Dylan, también al comienzo de la cinta, dice que no recuerda nada de aquella gira, que él ni siquiera había nacido, y tratándose de un hombre que ha ensayado tantas versiones de sí mismo, lo más probable es que tenga razón y que así le conceda oficialmente a Scorsese toda la autoridad para intervenir la realidad. En el documental aparecen, entrevistados, otros “personajes ficticios”, incluyendo a James Gianopulos, el CEO de Paramount Pictures, como promotor de los conciertos, es decir, el hombre que manejaba el dinero; el actor Michael Murphy en el papel del falso congresista Jack Tanner, que dicho sea de paso ya había interpretado en proyectos del cineasta Robert Altman, y que en teoría se acerca a Dylan y a su música siguiendo un consejo de Jimmy Carter; la actriz Sharon Stone, cómplice de Scorsese, que dice haber asistido a uno de los shows cuando tenía 17 años, haberse integrado desde ese momento a la caravana y haber inspirado la canción Just Like a Woman, un clásico de Dylan.    
         
La pregunta que críticos y fanáticos se hacen es ¿por qué?, ¿por qué mentir?, ¿por qué no hablar sobre Dylan, del que tan poco sabemos, con algo de veracidad?, ¿por qué seguir alimentando el mito con más mitos? Ahora, después de tantos artículos y reseñas lloronas y rabiosas (la página de Roger Ebert la llamó “una película frustrante”; un crítico de la revista Variety escribió “me sentí timado”) queda claro que lo que Scorsese quiso presentar no fue la verdad sino una variación de ella, en la que es solamente la música la que queda de pie, firme, pura e intocable, pues en ninguna otra película encontrarán tantas presentaciones de un Dylan tan misterioso como excitado, un personaje que parece salido de una feria o un carnaval, con el rostro pintado de blanco (según la cinta, inspirado por un concierto de KISS) y acompañado hasta por diez músicos al mismo tiempo. Scorsese no está extraviado, sabe lo que hace, recordemos que ya había dirigido un documental veraz y contundente sobre Dylan, llamado No Direction Home y estrenado en el 2005.

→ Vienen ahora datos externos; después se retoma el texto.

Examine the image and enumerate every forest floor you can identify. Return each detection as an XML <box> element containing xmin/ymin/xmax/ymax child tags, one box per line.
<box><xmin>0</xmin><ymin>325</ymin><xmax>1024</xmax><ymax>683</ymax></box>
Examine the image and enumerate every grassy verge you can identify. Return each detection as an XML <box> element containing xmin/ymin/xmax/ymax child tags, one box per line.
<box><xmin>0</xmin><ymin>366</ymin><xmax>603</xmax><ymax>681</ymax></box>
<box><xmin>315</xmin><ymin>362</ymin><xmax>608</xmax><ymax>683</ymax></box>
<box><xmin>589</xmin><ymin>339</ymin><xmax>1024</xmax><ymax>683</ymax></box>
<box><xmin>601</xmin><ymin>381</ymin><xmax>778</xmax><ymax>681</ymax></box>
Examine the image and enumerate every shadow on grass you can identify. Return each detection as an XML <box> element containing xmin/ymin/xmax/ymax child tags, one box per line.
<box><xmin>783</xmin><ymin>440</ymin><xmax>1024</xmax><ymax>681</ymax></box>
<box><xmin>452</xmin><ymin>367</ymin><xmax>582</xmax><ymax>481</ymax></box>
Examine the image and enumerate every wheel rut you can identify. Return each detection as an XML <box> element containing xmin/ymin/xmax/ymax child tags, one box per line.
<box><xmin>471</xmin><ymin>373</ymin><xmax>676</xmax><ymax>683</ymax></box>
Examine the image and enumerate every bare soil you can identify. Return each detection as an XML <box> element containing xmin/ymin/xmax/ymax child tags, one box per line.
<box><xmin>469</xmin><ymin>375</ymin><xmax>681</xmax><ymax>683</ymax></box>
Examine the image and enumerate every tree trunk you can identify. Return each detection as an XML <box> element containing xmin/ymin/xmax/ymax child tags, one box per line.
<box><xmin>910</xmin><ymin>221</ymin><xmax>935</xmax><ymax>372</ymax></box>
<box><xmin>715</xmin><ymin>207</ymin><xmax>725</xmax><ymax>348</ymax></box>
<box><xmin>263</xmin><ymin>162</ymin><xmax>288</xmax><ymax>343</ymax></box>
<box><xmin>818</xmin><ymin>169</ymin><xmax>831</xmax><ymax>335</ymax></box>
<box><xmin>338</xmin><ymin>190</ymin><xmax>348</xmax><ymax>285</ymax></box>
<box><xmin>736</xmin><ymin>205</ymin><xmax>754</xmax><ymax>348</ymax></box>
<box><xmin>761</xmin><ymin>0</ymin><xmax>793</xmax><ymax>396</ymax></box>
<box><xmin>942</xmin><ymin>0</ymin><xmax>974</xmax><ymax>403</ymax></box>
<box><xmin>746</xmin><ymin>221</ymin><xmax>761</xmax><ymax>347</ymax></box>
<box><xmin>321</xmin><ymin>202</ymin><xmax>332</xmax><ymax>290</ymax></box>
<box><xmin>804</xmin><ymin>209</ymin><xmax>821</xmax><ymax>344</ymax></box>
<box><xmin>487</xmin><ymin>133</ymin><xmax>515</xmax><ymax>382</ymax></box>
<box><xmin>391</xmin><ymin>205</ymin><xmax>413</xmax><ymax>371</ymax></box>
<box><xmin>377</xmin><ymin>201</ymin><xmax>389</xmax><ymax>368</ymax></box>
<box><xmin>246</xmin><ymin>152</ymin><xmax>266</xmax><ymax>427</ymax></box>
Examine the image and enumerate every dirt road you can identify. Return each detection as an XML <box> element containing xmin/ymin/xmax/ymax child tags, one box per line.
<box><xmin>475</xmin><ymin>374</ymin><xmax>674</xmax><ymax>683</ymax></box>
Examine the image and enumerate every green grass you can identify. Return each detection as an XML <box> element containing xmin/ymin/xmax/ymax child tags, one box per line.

Esas respuestas que los críticos andan buscando se encuentran, claro, en el mismo Dylan y en una carrera que ha tenido tantos rostros como años y discos. Estamos hablando no solamente de un músico que ha saltado de género en género, sin tener en cuenta las exigencias, preferencias o tendencias del mercado, cuando se le ha dado la gana; que siempre ha puesto su curiosidad y voluntad creativas por encima de las expectativas de su propio público; sino también de una persona que ha preferido convertirse en personaje antes que revelar cualquier destello de intimidad que no venga de la libre interpretación de sus canciones. Ni siquiera Crónicas, su libro de memorias, logró echar mayores luces sobre el misterio, y a eso, al misterio, es a lo que seguimos siendo adictos sabiendo que las grandes revelaciones nunca se nos serán concedidas: preferimos no saber mucho si a cambio del silencio se nos encierra en el misterio; preferimos no saber nada, absolutamente nada, si podemos quedarnos con la música y armar la leyenda desde ahí.                 
                
Los discos de Dylan siguen apareciendo casi a año seguido, y me refiero a sus álbumes de estudio (el último, del 2017, fue triple) pero sobre todo a la serie de Bootlegs que nos van presentando versiones alternas de sus canciones o presentaciones en vivo que antes no habían sido liberadas: esas versiones son las capas de un planeta que en vez de conducirnos a su núcleo ardiente y definitivo se va expandiendo en lo que parece tener el tamaño del universo. Con esto quiero decir que cada año hay un nuevo Dylan; un nuevo Dylan al que escuchar; un nuevo Dylan al que analizar; un nuevo Dylan al que compartir con nuestros seres más queridos, esos que entienden que sentarse a escuchar música juntos es un acto de amor; un nuevo Dylan con el que conversar y al que preguntarle en qué estaba pensando cuando hizo lo que hizo, aunque por única respuesta obtengamos otro puñado de canciones. Este Dylan que nos presenta Scorsese también es nuevo, en parte inventado, es cierto, pero nunca falso porque lo que nos corresponde es creer en la ilusión, formar parte de ella.